Il grande naufragio di Triangle of Sadness

Di Barbara Belzini 05 Novembre 2022

Un altro anno, un’altra Palma d’oro divisiva (vi ricordate quella dell’anno scorso?)
Ma meno male, ma evviva i premi che ci fanno discutere, i film che ci fanno litigare, gli autori amati e odiati come lo svedese Ruben Östlund (tre film, due Palme d’oro) che in realtà nessuno si scomodava ad amare o odiare più di tanto fino a questo nuovo “Triangle of Sadness”. Anzi: il suo “Force Majeure” del 2014, storia di una crisi familiare provocata (letteralmente) da una valanga è un titolo piuttosto osannato dal mondo cinefilo (si trova su Prime o si noleggia su altre piattaforme per pochi euro).

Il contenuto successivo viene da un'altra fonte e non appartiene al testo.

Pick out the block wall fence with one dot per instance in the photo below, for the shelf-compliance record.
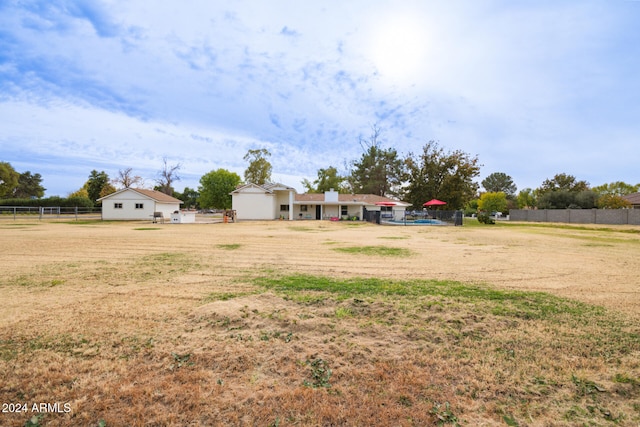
(577, 216)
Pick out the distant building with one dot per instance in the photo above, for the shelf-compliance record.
(278, 201)
(138, 204)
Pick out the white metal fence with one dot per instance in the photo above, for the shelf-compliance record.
(40, 213)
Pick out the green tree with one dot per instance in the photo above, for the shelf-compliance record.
(436, 174)
(8, 180)
(96, 183)
(526, 199)
(612, 201)
(617, 188)
(564, 182)
(259, 169)
(327, 179)
(190, 197)
(215, 188)
(379, 171)
(126, 179)
(567, 199)
(492, 202)
(29, 186)
(500, 181)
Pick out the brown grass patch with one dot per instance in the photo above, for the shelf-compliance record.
(172, 328)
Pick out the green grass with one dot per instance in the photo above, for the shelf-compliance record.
(375, 251)
(506, 303)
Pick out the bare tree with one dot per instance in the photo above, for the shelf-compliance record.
(126, 179)
(168, 175)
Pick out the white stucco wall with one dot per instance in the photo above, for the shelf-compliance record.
(253, 205)
(129, 199)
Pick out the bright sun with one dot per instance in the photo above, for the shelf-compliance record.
(399, 49)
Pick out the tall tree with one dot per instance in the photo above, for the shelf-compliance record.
(189, 196)
(8, 179)
(500, 182)
(96, 183)
(526, 199)
(215, 188)
(379, 171)
(617, 188)
(29, 186)
(167, 176)
(127, 179)
(563, 181)
(259, 169)
(493, 202)
(327, 179)
(436, 174)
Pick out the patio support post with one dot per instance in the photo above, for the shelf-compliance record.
(290, 205)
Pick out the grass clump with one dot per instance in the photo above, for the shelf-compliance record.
(524, 305)
(229, 246)
(375, 251)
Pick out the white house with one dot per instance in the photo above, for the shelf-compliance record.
(268, 201)
(138, 204)
(278, 201)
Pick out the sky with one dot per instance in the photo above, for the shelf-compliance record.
(532, 89)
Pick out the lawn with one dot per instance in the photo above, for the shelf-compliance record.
(277, 323)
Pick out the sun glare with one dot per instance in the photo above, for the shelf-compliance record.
(399, 49)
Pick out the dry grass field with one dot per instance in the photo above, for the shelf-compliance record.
(318, 324)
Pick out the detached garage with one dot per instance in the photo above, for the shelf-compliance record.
(138, 204)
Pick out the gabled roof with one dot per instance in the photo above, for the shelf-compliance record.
(158, 196)
(365, 199)
(633, 198)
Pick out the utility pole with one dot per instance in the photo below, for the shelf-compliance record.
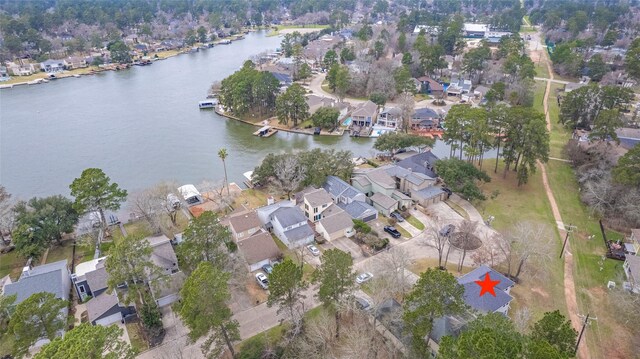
(570, 228)
(584, 326)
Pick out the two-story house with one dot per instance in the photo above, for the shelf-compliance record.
(314, 203)
(364, 114)
(350, 199)
(390, 117)
(244, 225)
(389, 183)
(287, 222)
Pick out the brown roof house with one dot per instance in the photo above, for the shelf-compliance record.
(258, 250)
(244, 225)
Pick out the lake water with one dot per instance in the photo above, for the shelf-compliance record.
(141, 126)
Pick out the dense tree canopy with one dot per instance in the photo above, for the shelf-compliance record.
(88, 341)
(249, 91)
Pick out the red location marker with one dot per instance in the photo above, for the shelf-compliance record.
(487, 285)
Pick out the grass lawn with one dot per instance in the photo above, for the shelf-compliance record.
(459, 210)
(275, 31)
(139, 227)
(527, 203)
(415, 222)
(421, 265)
(11, 263)
(251, 198)
(138, 343)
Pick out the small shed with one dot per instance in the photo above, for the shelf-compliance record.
(191, 194)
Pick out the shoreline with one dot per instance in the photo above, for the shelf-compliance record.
(285, 129)
(93, 70)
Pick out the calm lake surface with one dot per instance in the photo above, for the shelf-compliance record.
(141, 126)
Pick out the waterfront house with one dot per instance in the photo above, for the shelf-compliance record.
(258, 250)
(52, 66)
(75, 62)
(51, 278)
(390, 117)
(487, 303)
(400, 184)
(431, 87)
(287, 222)
(425, 119)
(364, 114)
(349, 199)
(244, 225)
(421, 163)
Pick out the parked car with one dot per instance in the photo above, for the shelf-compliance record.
(267, 268)
(397, 216)
(392, 231)
(447, 230)
(314, 250)
(361, 278)
(362, 303)
(262, 280)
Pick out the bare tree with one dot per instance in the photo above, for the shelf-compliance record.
(7, 215)
(521, 319)
(524, 241)
(289, 174)
(437, 240)
(407, 108)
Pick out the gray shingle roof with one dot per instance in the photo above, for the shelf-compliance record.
(337, 187)
(50, 278)
(288, 216)
(428, 192)
(336, 222)
(422, 163)
(97, 279)
(244, 221)
(99, 305)
(318, 197)
(298, 233)
(259, 247)
(383, 200)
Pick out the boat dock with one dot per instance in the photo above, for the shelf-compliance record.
(266, 131)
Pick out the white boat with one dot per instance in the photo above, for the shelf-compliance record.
(209, 103)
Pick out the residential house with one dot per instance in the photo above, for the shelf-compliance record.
(90, 278)
(423, 162)
(383, 203)
(51, 278)
(315, 202)
(633, 244)
(390, 117)
(398, 183)
(632, 271)
(459, 87)
(244, 225)
(52, 66)
(21, 68)
(258, 250)
(425, 118)
(287, 222)
(487, 303)
(364, 115)
(162, 254)
(475, 30)
(75, 62)
(349, 199)
(431, 87)
(316, 102)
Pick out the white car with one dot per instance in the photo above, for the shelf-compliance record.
(314, 250)
(262, 280)
(361, 278)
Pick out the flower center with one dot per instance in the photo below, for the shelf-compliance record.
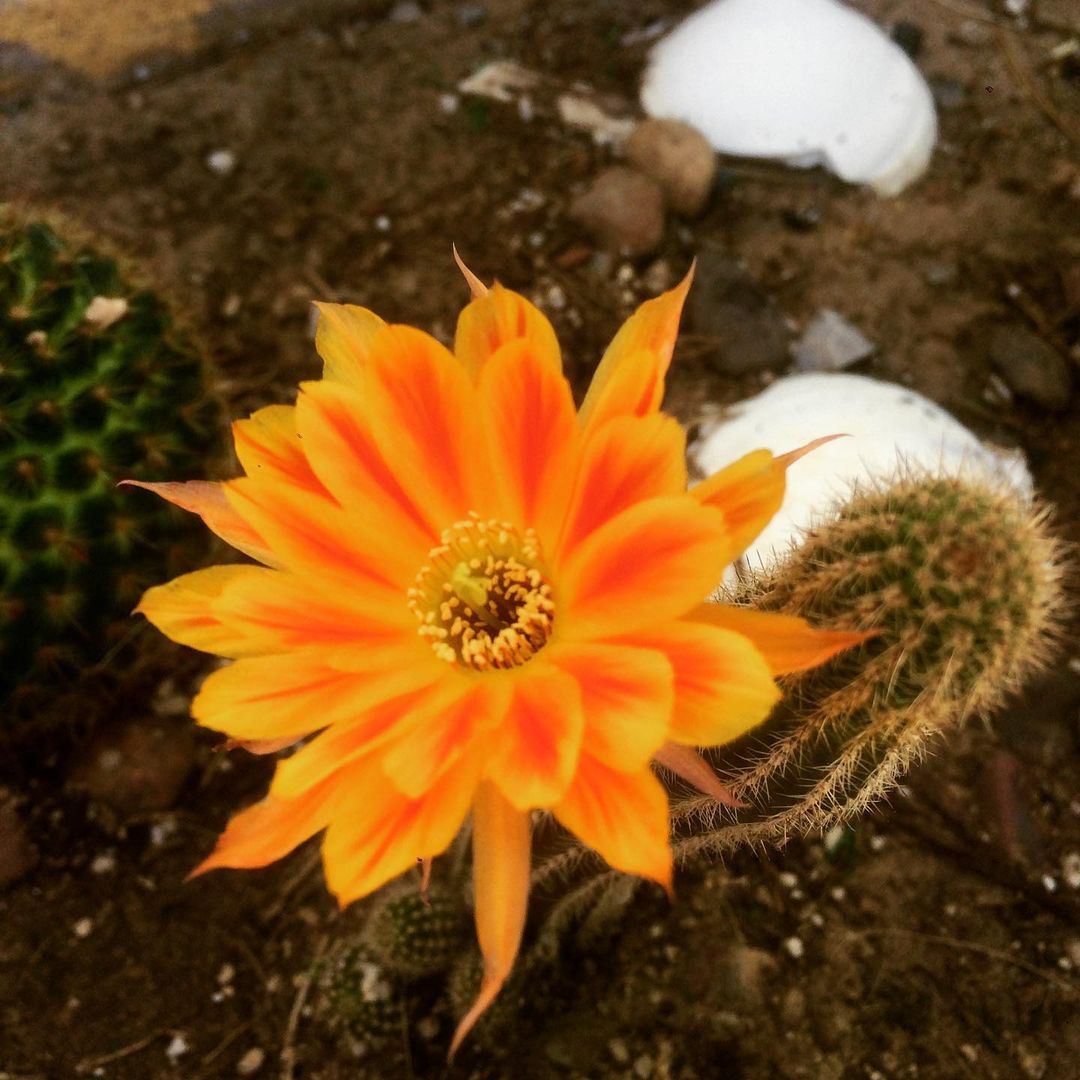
(482, 598)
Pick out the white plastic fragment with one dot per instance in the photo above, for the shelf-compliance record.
(806, 81)
(889, 427)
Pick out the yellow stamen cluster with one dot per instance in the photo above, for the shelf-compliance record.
(482, 598)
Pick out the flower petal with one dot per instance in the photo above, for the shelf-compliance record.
(496, 319)
(527, 413)
(208, 501)
(723, 684)
(630, 377)
(268, 446)
(535, 750)
(441, 729)
(629, 459)
(343, 338)
(271, 697)
(501, 845)
(183, 610)
(623, 815)
(421, 408)
(751, 490)
(343, 455)
(272, 828)
(378, 833)
(787, 643)
(626, 697)
(652, 563)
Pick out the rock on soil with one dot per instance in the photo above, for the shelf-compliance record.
(678, 158)
(623, 210)
(140, 767)
(1031, 367)
(744, 326)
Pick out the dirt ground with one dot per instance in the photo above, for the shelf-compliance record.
(942, 939)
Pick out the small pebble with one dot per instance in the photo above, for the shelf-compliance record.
(252, 1062)
(221, 162)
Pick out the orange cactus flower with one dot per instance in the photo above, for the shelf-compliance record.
(470, 597)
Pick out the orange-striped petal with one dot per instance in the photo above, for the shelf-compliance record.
(630, 377)
(442, 729)
(653, 562)
(527, 413)
(623, 815)
(723, 684)
(378, 833)
(269, 448)
(501, 846)
(273, 697)
(208, 501)
(626, 696)
(496, 319)
(338, 441)
(751, 490)
(535, 750)
(421, 408)
(329, 547)
(630, 459)
(787, 643)
(343, 338)
(183, 610)
(272, 828)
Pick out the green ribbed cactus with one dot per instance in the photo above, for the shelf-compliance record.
(95, 386)
(416, 935)
(960, 581)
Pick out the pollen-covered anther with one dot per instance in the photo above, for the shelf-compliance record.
(482, 599)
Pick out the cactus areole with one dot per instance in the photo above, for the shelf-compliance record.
(95, 385)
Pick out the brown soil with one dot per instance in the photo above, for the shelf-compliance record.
(943, 940)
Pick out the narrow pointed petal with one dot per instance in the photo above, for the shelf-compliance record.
(630, 377)
(495, 320)
(528, 421)
(343, 338)
(475, 285)
(629, 460)
(751, 490)
(274, 697)
(787, 643)
(208, 501)
(442, 729)
(623, 815)
(183, 610)
(269, 448)
(626, 697)
(378, 833)
(652, 563)
(723, 685)
(343, 454)
(534, 752)
(272, 828)
(688, 765)
(501, 847)
(421, 408)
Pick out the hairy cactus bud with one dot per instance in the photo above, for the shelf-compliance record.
(960, 581)
(95, 386)
(416, 936)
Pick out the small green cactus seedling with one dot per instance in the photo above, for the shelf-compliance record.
(95, 386)
(359, 997)
(416, 935)
(960, 581)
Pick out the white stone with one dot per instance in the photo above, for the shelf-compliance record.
(807, 81)
(889, 428)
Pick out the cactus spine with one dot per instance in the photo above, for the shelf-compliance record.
(960, 580)
(95, 386)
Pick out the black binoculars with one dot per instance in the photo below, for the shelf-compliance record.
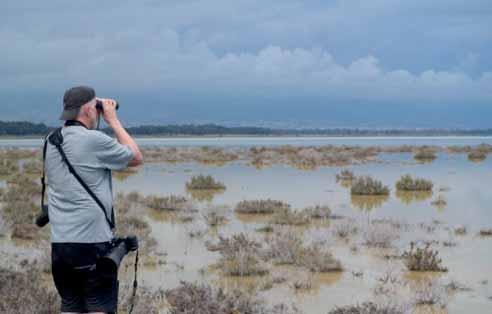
(100, 107)
(108, 264)
(43, 219)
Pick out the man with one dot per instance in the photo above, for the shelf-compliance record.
(80, 232)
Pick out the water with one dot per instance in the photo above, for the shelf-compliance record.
(246, 141)
(463, 184)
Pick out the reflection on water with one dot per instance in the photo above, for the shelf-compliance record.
(368, 202)
(408, 197)
(468, 201)
(204, 195)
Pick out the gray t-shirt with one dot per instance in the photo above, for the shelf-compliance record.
(74, 215)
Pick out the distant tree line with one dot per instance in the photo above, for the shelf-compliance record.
(24, 128)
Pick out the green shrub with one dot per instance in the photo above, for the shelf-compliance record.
(368, 186)
(168, 203)
(267, 206)
(425, 155)
(407, 183)
(422, 259)
(202, 182)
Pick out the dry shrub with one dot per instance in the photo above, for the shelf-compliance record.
(344, 229)
(285, 247)
(190, 298)
(486, 232)
(430, 293)
(240, 256)
(422, 259)
(345, 175)
(440, 201)
(477, 155)
(202, 182)
(407, 183)
(214, 216)
(318, 259)
(369, 308)
(318, 212)
(167, 203)
(425, 154)
(288, 216)
(380, 234)
(368, 186)
(267, 206)
(146, 301)
(460, 230)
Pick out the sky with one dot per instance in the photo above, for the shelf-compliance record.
(277, 63)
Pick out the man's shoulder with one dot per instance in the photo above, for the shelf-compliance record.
(86, 137)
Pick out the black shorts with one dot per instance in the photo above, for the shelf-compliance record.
(81, 287)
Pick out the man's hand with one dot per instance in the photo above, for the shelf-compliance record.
(109, 110)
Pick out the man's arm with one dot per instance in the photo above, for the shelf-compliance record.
(121, 134)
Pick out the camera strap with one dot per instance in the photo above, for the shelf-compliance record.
(56, 139)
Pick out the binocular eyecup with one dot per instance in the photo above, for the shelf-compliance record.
(100, 107)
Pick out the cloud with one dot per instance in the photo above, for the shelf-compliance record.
(334, 52)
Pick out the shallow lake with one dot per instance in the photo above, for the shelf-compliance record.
(464, 185)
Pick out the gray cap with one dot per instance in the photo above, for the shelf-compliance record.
(75, 98)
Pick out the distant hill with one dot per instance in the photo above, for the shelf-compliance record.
(25, 128)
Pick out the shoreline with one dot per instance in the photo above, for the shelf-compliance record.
(234, 136)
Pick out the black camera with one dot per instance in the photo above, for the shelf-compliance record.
(108, 264)
(100, 107)
(43, 219)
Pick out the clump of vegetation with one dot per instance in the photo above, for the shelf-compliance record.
(486, 232)
(240, 256)
(167, 203)
(202, 182)
(190, 298)
(407, 183)
(318, 212)
(317, 259)
(123, 174)
(408, 197)
(369, 308)
(214, 216)
(380, 234)
(288, 216)
(368, 202)
(345, 229)
(477, 155)
(267, 206)
(460, 230)
(423, 259)
(286, 247)
(345, 175)
(368, 186)
(440, 201)
(425, 154)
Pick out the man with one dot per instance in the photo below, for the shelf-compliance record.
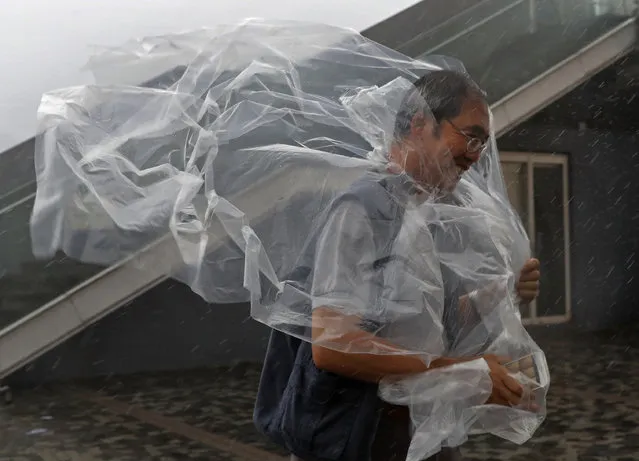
(321, 403)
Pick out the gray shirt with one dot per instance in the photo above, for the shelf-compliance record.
(409, 305)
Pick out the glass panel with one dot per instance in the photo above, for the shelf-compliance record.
(504, 45)
(516, 179)
(550, 238)
(25, 283)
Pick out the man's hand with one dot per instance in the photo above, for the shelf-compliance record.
(528, 283)
(506, 390)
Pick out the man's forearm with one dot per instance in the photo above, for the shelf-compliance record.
(364, 356)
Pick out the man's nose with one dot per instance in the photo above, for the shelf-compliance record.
(473, 157)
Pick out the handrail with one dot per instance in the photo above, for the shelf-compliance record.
(119, 284)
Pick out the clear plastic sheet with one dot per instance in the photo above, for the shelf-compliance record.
(260, 151)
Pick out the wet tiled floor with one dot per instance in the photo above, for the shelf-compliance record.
(206, 415)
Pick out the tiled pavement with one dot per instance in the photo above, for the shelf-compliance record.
(206, 415)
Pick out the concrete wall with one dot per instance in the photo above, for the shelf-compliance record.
(604, 216)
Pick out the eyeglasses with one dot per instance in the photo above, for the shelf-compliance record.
(474, 144)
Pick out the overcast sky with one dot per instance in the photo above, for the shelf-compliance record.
(46, 42)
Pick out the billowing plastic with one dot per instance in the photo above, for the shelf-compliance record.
(245, 149)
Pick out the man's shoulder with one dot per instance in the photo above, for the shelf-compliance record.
(378, 195)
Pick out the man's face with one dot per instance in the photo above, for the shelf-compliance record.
(440, 154)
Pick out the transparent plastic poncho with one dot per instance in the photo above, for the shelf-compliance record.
(238, 144)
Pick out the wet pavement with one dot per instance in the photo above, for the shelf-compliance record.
(206, 415)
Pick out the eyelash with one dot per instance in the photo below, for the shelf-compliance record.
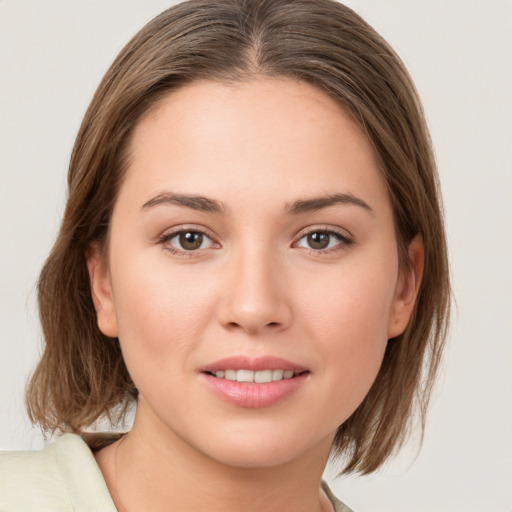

Ci sembrava che Östlund si facesse le domande giuste anche quando ha vinto la prima Palma d’oro con “The Square”, del 2017, che mette in scena una specie di teatro della crudeltà (ma molto pulito) ambientato nel mondo privilegiato del curatore del Museo di Arte contemporanea a Stoccolma. Un uomo fascinoso e potente, e ancora una volta un uomo in difficoltà. La sua sicurezza viene minata da tutte le parti: dalla giornalista con cui ha una breve relazione, dalle figlie, dai collaboratori, dal ragazzino che per caso finisce coinvolto nel furto dei suoi effetti personali. In una città dove la divisione tra ceti sociali è evidente, dentro e fuori dal museo volano domande importanti: “quanta crudeltà è necessaria per accedere alla nostra umanità?”, “Vi piacerebbe salvare una vita oggi?”, “Avete raggiunto i limiti della libertà di espressione che vi è concesso gestire?”, mentre la parola “aiuto” risuona per tutto il film. Quello che è maggiormente apprezzabile della scrittura di Östlund è che il film potrebbe prendere molte direzioni diverse, e mentre tu spettatore te ne aspetti tre o quattro tra quelle che conosci, lui te ne propone una quinta e una sesta.

E arriviamo al 2022 quando Östlund ha conquistato ancora Cannes con “Triangle of sadness”(ero alla proiezione stampa, non avevo mai visto tanti applausi a scena aperta) portando avanti con coerenza il suo cinema incentrato sullo smascheramento in chiave grottesca delle ipocrisie sociali. Östlund mette in scena i ricchissimi e li trascina in situazioni estreme ribaltando le gerarchie. In tre capitoli il film segue Carl (Harris Dickinson, l’attore inglese di The KingsMan), modello scartato al provino di una pubblicità e Yaya, modella e influencer di grande successo (Charlbi Dean, scomparsa per un malore alla fine dell’estate).

I due vengono invitati su una nave da crociera per super ricchi, guidata da un comandante marxista (Woody Harrelson) che è disgustato dalla sola idea di frequentare i suoi passeggeri, che comandano a bacchetta lo staff della nave bevendo champagne. La feroce critica al capitalismo di Östlund fotografa i tic di quel cinque per cento del pianeta che vive in una bolla, per poi arrivare, attraverso uno splendido naufragio, al rovesciamento dei rapporti di forza nell’isola deserta.

La prima parte del film, dal casting al naufragio, è divertente, dissacrante, rivoluzionaria, piena di idee. La gestione dei registri dal satirico al grottesco fino ad arrivare al dramma umano è perfetta. Vi ricordate De Gregori? Qui dolore e spavento non è solo per la terza classe. Arrivati al terzo atto, sull’isola, il film perde tensione, tutta questa wertmullerizzazione diventa didascalica e Östlund smette di sorprenderci.
Ma anche con metà film si piazza nei dieci titoli migliori dell’anno.